Template to get started with TimescaleDB for financial and IoT time-series data.

Every folder has its own setup and usage:

* [finance](./finance/README.md) folder contains market data processing.
* [sensors](./sensors/README.md) folder contains IoT data processing.

## What is TimescaleDB?

TimescaleDB is an open-source database designed to make SQL scalable for time-series data. It's optimized for fast ingest and complex queries, making it ideal for finance, IoT, DevOps, and other time-series data applications.

## Finance Market Data

This setup is ideal for anyone working with financial time-series data in TimescaleDB, such as:

- Financial analysts tracking market trends.
- Data scientists conducting financial research.
- Fintech applications requiring real-time market data analysis.

### Prerequisites

To use this repository, you need to have TimescaleDB installed. If you haven't already,
you can find detailed installation instructions on the
[Timescale installation pages](https://docs.timescale.com/latest/getting-started/installation).

Also, to use all the hyperfunctions available, you need to have the
[timescaledb-toolkit](https://docs.timescale.com/self-hosted/latest/tooling/install-toolkit/) extension.

To fastest way to setup both extensions at once on premise is with [timescaledb-ha docker](https://hub.docker.com/r/timescale/timescaledb-ha) image.

### Setup and Usage

This is a main repository with folders that contains different scenarios.
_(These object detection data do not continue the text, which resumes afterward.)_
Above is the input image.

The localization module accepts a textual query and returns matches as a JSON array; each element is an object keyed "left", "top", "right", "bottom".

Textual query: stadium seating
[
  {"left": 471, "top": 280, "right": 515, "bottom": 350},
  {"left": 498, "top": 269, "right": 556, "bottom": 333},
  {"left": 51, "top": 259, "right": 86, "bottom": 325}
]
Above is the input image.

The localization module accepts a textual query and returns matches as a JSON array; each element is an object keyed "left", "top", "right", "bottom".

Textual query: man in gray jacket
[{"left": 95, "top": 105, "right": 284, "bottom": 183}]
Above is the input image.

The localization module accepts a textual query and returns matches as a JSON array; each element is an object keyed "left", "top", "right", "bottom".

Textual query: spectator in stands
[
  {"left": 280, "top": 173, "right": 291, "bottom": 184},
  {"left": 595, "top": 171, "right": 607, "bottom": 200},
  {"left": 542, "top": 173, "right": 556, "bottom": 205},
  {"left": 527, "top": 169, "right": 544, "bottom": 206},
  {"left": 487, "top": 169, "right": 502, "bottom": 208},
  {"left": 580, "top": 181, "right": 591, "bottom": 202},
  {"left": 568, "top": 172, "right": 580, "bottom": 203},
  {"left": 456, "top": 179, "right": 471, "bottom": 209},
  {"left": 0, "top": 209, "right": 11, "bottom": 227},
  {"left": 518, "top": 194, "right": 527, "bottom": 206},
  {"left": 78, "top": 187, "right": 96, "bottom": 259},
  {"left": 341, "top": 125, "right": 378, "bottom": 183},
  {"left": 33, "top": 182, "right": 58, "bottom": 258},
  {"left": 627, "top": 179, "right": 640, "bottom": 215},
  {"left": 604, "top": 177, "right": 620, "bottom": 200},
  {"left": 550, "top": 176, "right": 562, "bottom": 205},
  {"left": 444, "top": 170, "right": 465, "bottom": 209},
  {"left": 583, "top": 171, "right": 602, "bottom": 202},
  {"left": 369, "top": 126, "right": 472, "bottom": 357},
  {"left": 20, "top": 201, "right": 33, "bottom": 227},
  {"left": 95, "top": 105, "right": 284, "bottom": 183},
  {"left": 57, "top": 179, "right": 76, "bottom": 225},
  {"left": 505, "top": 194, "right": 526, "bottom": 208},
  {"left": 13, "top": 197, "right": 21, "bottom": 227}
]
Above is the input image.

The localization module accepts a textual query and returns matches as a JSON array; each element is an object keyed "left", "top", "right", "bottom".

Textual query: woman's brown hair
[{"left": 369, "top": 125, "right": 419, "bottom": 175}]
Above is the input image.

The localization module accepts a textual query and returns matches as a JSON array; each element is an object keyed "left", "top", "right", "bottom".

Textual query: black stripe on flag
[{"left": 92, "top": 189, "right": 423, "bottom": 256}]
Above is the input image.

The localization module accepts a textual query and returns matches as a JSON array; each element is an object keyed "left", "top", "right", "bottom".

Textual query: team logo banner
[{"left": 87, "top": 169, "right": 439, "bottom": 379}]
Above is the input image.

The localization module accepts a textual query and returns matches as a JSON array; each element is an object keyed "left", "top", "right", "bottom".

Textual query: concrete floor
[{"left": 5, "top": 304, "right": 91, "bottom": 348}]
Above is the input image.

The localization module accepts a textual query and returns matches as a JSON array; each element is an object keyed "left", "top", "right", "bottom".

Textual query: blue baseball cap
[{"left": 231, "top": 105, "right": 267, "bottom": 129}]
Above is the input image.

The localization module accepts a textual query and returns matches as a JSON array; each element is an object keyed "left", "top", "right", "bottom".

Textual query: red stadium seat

The
setup and usage is inside each folder. For now we have:

The [finance](./finance/README.md) setup your market data processing with:

- A `ticks` hypertable for efficient storage and querying of tick data.
- Continuous aggregates for generating candlesticks.
- Compression and retention policies.
- Utilities for tracking symbol pairs and last prices.

The [sensors](./sensors/README.md) setup your IoT data processing with:
- A configurable system that you can define what is your hypertable name and other details of your data.
- Dynamic SQL for generating Hierarchical Continuous Aggregates.
- Compression and retention policies.
- Example of how to use the system with a sample dataset and with data simulator
functions generating data using background workers.

## Contributing

Your contributions are welcome! Feel free to fork this repository, make changes, and submit pull requests. If you have any suggestions or need support, join the `#tech-design` channel on our [slack](https://timescaledb.slack.com).

## Feedback and Support

For feedback and support, please join our [Slack community](https://www.timescale.com/community/). Your input helps us improve and expand this project.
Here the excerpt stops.